02 Mar Joint Summits on Translational Science Accepts Four ITHS Abstracts
Four abstracts from the Institute of Translational Health Sciences (ITHS) were accepted for presentation at the American Medical Informatics Association 2014 Joint Summits on Translational Science. This meeting will take place April 7 to 11, 2014, in San Francisco. The ITHS poster presentations will discuss approaches to bridging clinical and research data through informatics, identifying infection phenotypes using a natural language processing assertion classifier, developing governance for federated community-based electronic health record data sharing, and an emerging corpus for clinical events with change of state.
Bas de Veer, Research Consultant, will detail how ITHS successfully developed a bridge for securely moving data between a clinical data repository and REDCap, the ITHS research electronic data capture system. This secure connection has helped to gather a large amount of clinical data that otherwise would have had to be manually abstracted, thereby saving time and resources when collecting clinical data for research studies.

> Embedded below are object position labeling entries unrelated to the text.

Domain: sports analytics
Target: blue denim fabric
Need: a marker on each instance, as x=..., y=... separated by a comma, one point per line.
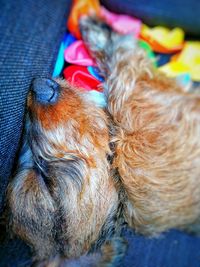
x=170, y=13
x=30, y=35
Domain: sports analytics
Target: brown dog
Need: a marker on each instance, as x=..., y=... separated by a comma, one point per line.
x=157, y=134
x=63, y=199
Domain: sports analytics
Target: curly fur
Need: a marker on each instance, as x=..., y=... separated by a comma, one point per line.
x=157, y=134
x=63, y=199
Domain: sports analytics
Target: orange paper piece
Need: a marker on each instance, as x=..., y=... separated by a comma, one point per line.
x=163, y=40
x=79, y=8
x=188, y=61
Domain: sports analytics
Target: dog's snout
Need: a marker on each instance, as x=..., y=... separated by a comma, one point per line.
x=46, y=91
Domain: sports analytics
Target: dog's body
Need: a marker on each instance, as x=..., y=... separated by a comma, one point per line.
x=157, y=134
x=65, y=199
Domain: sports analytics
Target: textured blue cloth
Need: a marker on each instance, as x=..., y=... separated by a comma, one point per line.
x=172, y=249
x=30, y=35
x=170, y=13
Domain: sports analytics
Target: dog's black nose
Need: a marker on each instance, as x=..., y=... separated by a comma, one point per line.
x=46, y=91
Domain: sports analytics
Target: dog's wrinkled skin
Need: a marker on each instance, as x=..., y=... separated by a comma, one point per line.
x=63, y=200
x=157, y=134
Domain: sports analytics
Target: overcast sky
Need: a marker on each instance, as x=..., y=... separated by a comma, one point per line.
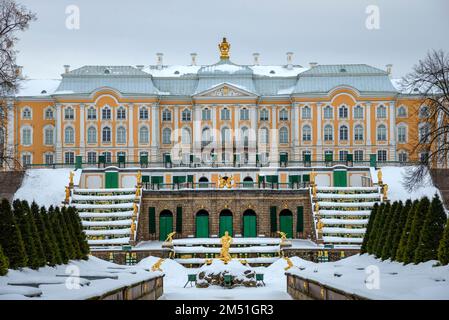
x=117, y=32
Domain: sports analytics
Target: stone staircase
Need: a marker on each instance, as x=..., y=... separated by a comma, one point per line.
x=109, y=216
x=343, y=213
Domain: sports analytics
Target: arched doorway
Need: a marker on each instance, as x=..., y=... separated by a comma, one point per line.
x=226, y=222
x=202, y=224
x=286, y=222
x=249, y=224
x=165, y=224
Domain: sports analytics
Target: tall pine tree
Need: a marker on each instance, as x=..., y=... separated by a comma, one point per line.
x=11, y=238
x=431, y=232
x=369, y=229
x=415, y=232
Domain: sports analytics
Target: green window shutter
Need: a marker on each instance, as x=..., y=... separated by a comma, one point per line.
x=179, y=219
x=300, y=219
x=152, y=220
x=273, y=219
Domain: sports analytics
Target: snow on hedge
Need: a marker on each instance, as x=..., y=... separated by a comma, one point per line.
x=46, y=186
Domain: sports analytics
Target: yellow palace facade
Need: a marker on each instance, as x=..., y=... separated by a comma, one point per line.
x=221, y=115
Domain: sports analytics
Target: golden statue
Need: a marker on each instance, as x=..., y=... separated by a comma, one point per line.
x=226, y=241
x=170, y=237
x=224, y=47
x=157, y=265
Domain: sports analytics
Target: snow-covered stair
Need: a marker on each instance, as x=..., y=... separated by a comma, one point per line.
x=344, y=212
x=107, y=215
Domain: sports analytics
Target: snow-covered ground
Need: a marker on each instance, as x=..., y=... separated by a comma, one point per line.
x=59, y=287
x=394, y=177
x=46, y=186
x=395, y=281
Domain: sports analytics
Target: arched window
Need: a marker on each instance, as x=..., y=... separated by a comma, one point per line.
x=382, y=133
x=328, y=112
x=144, y=135
x=121, y=113
x=186, y=115
x=225, y=114
x=106, y=135
x=358, y=112
x=92, y=135
x=306, y=133
x=358, y=133
x=185, y=136
x=328, y=133
x=283, y=115
x=343, y=112
x=381, y=112
x=121, y=135
x=69, y=135
x=283, y=135
x=166, y=136
x=143, y=113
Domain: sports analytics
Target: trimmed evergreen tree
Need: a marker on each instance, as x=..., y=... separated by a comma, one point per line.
x=11, y=238
x=4, y=263
x=415, y=231
x=402, y=220
x=392, y=227
x=369, y=229
x=443, y=248
x=431, y=232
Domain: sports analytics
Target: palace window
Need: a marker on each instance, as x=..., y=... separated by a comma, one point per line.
x=244, y=114
x=144, y=135
x=166, y=136
x=121, y=135
x=143, y=113
x=382, y=133
x=166, y=115
x=381, y=112
x=358, y=133
x=69, y=113
x=186, y=115
x=264, y=115
x=283, y=135
x=92, y=135
x=306, y=112
x=206, y=114
x=91, y=113
x=344, y=133
x=121, y=113
x=283, y=115
x=328, y=133
x=106, y=113
x=358, y=112
x=69, y=135
x=306, y=133
x=328, y=113
x=106, y=136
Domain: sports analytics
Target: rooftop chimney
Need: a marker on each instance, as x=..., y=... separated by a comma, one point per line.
x=193, y=55
x=159, y=60
x=256, y=58
x=289, y=60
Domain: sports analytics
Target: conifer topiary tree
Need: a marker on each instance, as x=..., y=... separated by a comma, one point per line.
x=11, y=238
x=369, y=229
x=418, y=222
x=443, y=248
x=392, y=227
x=431, y=232
x=402, y=220
x=4, y=263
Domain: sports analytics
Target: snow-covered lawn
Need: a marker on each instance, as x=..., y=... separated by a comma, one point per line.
x=46, y=186
x=55, y=284
x=396, y=281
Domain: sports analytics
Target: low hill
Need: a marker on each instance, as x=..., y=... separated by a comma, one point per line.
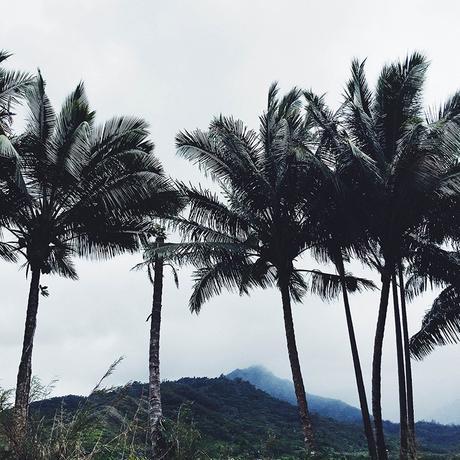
x=283, y=389
x=233, y=419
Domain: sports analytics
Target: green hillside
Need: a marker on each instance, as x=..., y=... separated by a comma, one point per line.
x=220, y=418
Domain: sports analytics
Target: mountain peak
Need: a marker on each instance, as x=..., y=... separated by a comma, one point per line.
x=283, y=389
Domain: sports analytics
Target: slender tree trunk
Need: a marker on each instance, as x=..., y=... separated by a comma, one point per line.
x=408, y=365
x=155, y=412
x=377, y=366
x=403, y=449
x=21, y=404
x=357, y=366
x=299, y=388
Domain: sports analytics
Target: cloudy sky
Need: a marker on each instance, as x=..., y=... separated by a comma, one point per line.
x=177, y=64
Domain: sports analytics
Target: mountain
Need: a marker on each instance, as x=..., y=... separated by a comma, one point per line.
x=283, y=389
x=220, y=418
x=449, y=413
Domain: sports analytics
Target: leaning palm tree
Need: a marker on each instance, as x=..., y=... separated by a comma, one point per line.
x=434, y=266
x=341, y=236
x=87, y=192
x=255, y=232
x=396, y=165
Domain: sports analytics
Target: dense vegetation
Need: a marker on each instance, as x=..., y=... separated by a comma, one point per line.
x=376, y=181
x=220, y=418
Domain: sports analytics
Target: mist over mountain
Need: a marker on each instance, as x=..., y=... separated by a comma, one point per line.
x=283, y=389
x=231, y=418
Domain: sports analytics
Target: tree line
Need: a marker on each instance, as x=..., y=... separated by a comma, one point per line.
x=377, y=180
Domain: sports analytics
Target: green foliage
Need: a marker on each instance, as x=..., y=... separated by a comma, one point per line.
x=204, y=419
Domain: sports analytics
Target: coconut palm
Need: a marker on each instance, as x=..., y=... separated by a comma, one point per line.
x=13, y=85
x=254, y=233
x=155, y=264
x=88, y=192
x=434, y=266
x=396, y=164
x=340, y=235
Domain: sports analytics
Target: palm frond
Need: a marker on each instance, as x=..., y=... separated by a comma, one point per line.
x=440, y=326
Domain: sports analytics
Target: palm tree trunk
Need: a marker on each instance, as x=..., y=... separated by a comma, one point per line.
x=403, y=446
x=24, y=377
x=357, y=366
x=377, y=366
x=299, y=388
x=155, y=412
x=409, y=384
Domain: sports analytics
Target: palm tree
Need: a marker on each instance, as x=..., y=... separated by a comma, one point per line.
x=155, y=265
x=13, y=85
x=394, y=163
x=342, y=234
x=88, y=191
x=434, y=266
x=254, y=234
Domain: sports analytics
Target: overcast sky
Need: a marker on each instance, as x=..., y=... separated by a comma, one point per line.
x=177, y=64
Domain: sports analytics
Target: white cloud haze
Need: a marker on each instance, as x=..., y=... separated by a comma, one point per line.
x=177, y=64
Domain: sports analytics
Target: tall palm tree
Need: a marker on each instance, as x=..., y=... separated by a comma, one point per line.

Dr. Sally Lee, Biomedical Informatics Consultant, will describe an application of a natural language processing tool that will better enable the secondary use of large amounts of clinical data by researchers. Specifically, her focus is data that tends to exist as free- or semi-structured text, which can make it difficult to use for research purposes. The project that Dr. Lee will describe involved the use of an assertion classifier to automatically identify presence or absence of infectious phenotype.

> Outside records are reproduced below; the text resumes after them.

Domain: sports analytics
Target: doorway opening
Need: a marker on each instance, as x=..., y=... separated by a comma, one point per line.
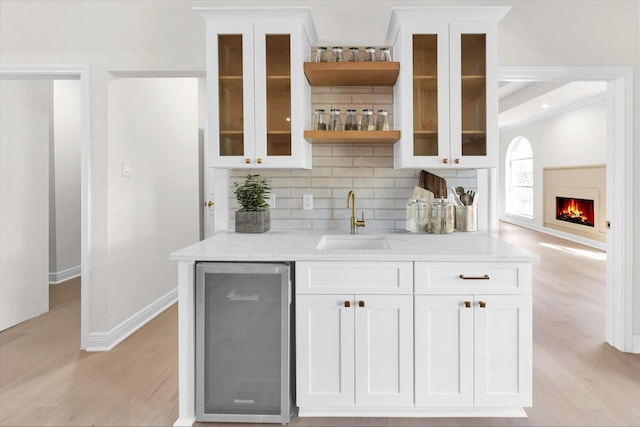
x=619, y=182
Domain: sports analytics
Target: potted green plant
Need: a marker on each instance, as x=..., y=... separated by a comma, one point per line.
x=253, y=215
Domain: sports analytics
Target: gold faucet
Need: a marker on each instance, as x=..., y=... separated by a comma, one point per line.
x=355, y=222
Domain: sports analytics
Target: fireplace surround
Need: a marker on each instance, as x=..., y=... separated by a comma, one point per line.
x=575, y=200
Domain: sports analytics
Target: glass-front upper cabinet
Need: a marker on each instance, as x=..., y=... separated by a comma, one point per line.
x=446, y=93
x=258, y=100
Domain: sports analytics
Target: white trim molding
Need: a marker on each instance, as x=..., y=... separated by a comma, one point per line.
x=64, y=275
x=620, y=255
x=105, y=341
x=82, y=73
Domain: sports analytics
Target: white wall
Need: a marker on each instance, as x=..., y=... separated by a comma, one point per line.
x=25, y=115
x=573, y=138
x=153, y=126
x=168, y=36
x=64, y=227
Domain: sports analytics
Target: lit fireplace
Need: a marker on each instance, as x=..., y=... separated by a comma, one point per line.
x=577, y=211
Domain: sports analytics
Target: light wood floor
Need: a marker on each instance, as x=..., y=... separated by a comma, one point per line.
x=578, y=379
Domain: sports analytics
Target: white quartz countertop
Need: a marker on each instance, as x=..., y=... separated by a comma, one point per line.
x=300, y=245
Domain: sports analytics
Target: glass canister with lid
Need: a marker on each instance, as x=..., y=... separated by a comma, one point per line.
x=417, y=219
x=367, y=122
x=442, y=216
x=351, y=121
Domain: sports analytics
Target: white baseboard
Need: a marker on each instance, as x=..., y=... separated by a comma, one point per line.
x=105, y=341
x=64, y=275
x=566, y=236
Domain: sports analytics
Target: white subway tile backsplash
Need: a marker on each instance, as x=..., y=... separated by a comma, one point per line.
x=316, y=171
x=332, y=182
x=374, y=182
x=321, y=150
x=352, y=150
x=353, y=172
x=373, y=161
x=381, y=191
x=332, y=161
x=360, y=193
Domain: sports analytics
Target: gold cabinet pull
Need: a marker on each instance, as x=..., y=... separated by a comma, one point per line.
x=485, y=277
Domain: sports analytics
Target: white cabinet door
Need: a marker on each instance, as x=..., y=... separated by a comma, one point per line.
x=446, y=93
x=258, y=95
x=325, y=351
x=230, y=93
x=384, y=351
x=503, y=351
x=474, y=95
x=421, y=108
x=444, y=351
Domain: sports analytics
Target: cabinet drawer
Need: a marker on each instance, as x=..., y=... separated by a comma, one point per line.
x=354, y=277
x=472, y=277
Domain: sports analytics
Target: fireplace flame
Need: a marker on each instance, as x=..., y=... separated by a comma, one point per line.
x=578, y=211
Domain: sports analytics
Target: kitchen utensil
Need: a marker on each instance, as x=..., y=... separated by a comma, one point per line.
x=456, y=197
x=470, y=196
x=466, y=218
x=421, y=193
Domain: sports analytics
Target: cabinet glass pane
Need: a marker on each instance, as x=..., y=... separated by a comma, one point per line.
x=474, y=94
x=278, y=65
x=230, y=89
x=425, y=95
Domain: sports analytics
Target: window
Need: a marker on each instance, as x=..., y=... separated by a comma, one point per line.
x=519, y=178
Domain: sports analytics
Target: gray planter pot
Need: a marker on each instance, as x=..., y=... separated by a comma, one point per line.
x=253, y=221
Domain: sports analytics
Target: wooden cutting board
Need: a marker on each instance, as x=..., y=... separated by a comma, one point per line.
x=433, y=183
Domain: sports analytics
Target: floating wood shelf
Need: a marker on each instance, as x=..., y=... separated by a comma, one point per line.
x=352, y=136
x=352, y=73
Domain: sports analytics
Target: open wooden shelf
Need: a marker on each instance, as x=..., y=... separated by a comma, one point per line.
x=352, y=73
x=352, y=136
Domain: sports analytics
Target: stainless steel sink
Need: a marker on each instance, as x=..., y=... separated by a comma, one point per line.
x=352, y=242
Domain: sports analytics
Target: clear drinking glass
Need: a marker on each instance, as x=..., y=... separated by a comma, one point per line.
x=318, y=120
x=382, y=121
x=354, y=54
x=351, y=122
x=321, y=54
x=370, y=54
x=367, y=120
x=337, y=54
x=335, y=122
x=385, y=54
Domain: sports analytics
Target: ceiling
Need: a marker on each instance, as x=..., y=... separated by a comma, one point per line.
x=523, y=102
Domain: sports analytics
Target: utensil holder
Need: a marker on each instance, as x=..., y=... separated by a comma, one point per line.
x=466, y=218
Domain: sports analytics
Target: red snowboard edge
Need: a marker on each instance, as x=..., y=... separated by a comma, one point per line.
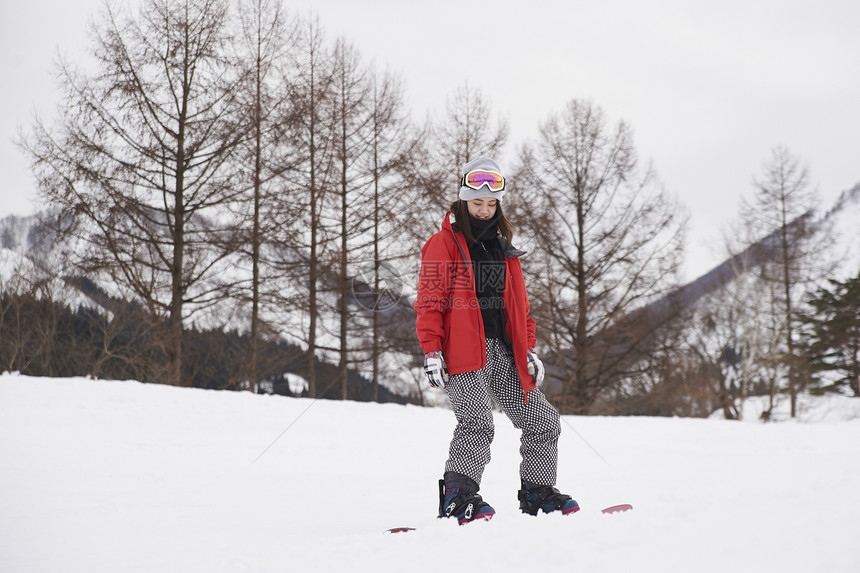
x=617, y=508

Dr. Kari Stephens, ITHS Faculty and Assistant Professor of Psychiatry and Behavioral Sciences at the University of Washington, will describe how governance requirements were developed for the Data QUEST pilot project. The Data QUEST project supports data sharing among community-based primary care practices in the five-state WWAMI region. Her description will include four specific recommendations that were developed as a result of interviews and collaboration with partner organizations.

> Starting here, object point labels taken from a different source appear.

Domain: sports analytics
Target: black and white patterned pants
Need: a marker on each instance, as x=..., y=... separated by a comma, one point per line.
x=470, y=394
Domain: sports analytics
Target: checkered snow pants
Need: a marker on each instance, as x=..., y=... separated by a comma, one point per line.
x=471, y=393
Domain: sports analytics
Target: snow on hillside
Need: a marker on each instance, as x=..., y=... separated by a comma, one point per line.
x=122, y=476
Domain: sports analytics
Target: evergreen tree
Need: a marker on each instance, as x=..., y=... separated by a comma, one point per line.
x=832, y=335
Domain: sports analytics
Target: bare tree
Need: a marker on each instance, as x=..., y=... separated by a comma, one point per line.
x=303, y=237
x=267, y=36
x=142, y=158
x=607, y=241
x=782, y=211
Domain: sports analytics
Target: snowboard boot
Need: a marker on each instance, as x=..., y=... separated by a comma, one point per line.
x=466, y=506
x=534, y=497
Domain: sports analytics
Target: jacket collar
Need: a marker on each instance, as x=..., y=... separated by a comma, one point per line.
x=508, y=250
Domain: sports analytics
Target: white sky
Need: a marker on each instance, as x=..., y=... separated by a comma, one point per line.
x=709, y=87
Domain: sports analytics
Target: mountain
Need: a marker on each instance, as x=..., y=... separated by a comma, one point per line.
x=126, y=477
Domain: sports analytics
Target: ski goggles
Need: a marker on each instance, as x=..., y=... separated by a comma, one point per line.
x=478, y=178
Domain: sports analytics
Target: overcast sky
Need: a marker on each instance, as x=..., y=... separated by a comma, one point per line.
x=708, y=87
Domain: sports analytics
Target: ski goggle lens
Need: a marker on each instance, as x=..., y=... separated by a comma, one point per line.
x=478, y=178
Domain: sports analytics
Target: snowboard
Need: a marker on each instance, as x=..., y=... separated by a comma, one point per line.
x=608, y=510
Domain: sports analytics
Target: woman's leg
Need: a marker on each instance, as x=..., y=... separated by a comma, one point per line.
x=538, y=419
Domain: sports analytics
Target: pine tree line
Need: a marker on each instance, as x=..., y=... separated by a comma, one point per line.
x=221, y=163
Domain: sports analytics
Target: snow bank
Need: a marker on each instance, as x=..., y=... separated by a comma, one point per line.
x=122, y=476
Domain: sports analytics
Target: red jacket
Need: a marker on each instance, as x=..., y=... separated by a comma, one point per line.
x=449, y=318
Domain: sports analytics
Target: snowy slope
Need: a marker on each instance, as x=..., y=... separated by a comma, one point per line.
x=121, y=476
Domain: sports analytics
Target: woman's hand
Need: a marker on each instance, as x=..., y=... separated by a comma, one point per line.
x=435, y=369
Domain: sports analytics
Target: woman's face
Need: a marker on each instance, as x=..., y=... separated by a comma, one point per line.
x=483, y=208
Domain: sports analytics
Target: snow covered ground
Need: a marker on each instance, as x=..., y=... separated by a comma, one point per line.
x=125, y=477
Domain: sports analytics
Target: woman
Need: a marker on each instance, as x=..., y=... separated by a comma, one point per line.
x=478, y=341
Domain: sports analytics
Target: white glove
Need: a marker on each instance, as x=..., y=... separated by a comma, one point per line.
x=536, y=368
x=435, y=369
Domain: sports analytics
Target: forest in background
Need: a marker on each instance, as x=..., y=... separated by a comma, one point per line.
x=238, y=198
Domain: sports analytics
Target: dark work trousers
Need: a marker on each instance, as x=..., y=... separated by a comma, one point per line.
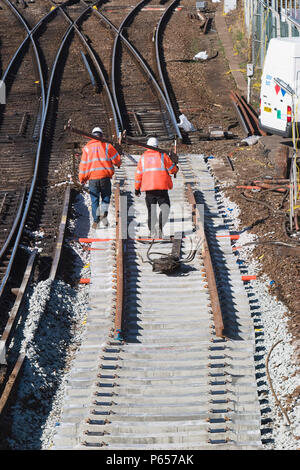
x=100, y=189
x=160, y=197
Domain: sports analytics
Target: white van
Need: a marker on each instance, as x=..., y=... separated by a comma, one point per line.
x=276, y=104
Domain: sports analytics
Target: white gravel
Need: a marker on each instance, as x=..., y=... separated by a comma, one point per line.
x=270, y=322
x=51, y=333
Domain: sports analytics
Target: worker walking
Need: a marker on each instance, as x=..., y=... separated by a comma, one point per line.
x=97, y=168
x=153, y=176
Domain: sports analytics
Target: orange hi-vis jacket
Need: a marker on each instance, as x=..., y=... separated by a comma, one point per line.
x=97, y=161
x=153, y=171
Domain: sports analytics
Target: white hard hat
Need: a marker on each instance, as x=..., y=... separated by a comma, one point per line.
x=97, y=130
x=153, y=142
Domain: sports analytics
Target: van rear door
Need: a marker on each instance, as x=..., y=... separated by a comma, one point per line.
x=274, y=104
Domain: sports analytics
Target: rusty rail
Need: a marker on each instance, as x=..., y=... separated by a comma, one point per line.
x=209, y=270
x=119, y=267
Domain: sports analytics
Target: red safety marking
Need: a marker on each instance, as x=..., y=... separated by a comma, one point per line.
x=91, y=240
x=232, y=237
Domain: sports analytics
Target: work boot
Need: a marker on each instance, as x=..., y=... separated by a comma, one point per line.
x=103, y=219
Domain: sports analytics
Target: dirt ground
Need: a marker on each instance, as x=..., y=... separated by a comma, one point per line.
x=202, y=92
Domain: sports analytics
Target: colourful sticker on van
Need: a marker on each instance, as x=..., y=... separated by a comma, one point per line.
x=277, y=89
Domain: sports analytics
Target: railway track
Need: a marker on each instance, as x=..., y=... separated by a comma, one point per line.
x=172, y=380
x=166, y=361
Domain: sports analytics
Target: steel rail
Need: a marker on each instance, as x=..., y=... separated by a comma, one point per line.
x=134, y=52
x=38, y=154
x=159, y=60
x=119, y=267
x=30, y=33
x=208, y=265
x=143, y=65
x=15, y=224
x=95, y=61
x=61, y=235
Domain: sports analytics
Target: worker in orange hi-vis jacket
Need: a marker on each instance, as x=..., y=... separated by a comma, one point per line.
x=97, y=168
x=153, y=176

Dr. Meliha Yetisgen, ITHS Faculty and Assistant Professor of Biomedical & Health Informatics at the University of Washington, will detail the progress being made in developing a phenotype detection system for pneumonia. The ultimate goal of this system, which is driven by natural language processing, is to be able to monitor medical conditions over time and prompt physicians with early warnings when a change of health state is detected.